Construction method of earth retaining wall without wale}

The present invention allows the anchor body to be directly anchored to the thumb pile during earth retaining construction, thereby omitting the straps and brackets, and the brackets or fixtures for fixing the anchor body do not protrude to the front of the earth retaining wall, allowing the basement wall to be constructed as a back wall. Even when it is higher than a ground anchor, it is easy to remove the anchor, and when a composite wall is constructed without removing the anchor, there is no unnecessary concrete filling on the outside of the basement wall, so it is an economical method of beltless earth retaining construction.

When excavating the ground for the construction of an underground structure, surrounding soil or water may flow into the site, or the surrounding ground and adjacent structures may settle or collapse. Therefore, to prevent this, earth retaining construction is carried out by installing temporary structures that resist lateral pressure such as earth pressure and water pressure.

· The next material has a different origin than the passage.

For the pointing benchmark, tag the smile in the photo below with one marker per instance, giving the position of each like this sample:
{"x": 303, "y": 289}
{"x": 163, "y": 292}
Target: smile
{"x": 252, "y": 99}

In conventional earth retaining construction, the horizontal plank pile method was mainly used, in which thumb piles such as H-piles were driven into the ground and earth plates were installed between adjacent thumb piles.

Meanwhile, when installing a retaining wall and performing ground excavation work, a multifaceted review must be conducted on ground conditions such as stress or deformation of the retaining wall and deformation of the surrounding ground, construction conditions, and excavation sequence. Accordingly, the raker method, strut method, and earth anchor method are used to stably support the lateral pressure.

Among these, the raker method or strut method reduces work efficiency because it can interfere with other processes due to the interference of the raker or strut placed in the field.

Therefore, if conditions allow for anchor construction in an adjacent site, the ground anchor method is advantageous as there are no interference factors within the site.

As shown in FIG. 1, the earth retaining method using an earth anchor installs a strip 200 in the horizontal direction on the front of the earth anchor, installs a bracket 300 on the front of the strip 200, and anchors the anchor body by the anchor 400. Settlement 100. After completion of the retaining construction, the anchor body 100 is removed by cutting it with an oxygen cutter, etc. in the space between the retaining retaining material and the bracket 300, if necessary.

This conventional earth anchor earth retaining method requires the installation of a separate wale, requires a wale support on the front of the earth retaining wall to support the strip, and the strip, brackets, and wale support protrude from the front of the earth retaining wall.

In particular, when constructing a basement exterior wall with a back wall where formwork is installed on both sides of the wall, it is necessary to secure work space for formwork installation. However, when the wale and bracket protrude, the wale and bracket interfere, so overcutting is required to secure sufficient work space, which increases the amount of earthwork.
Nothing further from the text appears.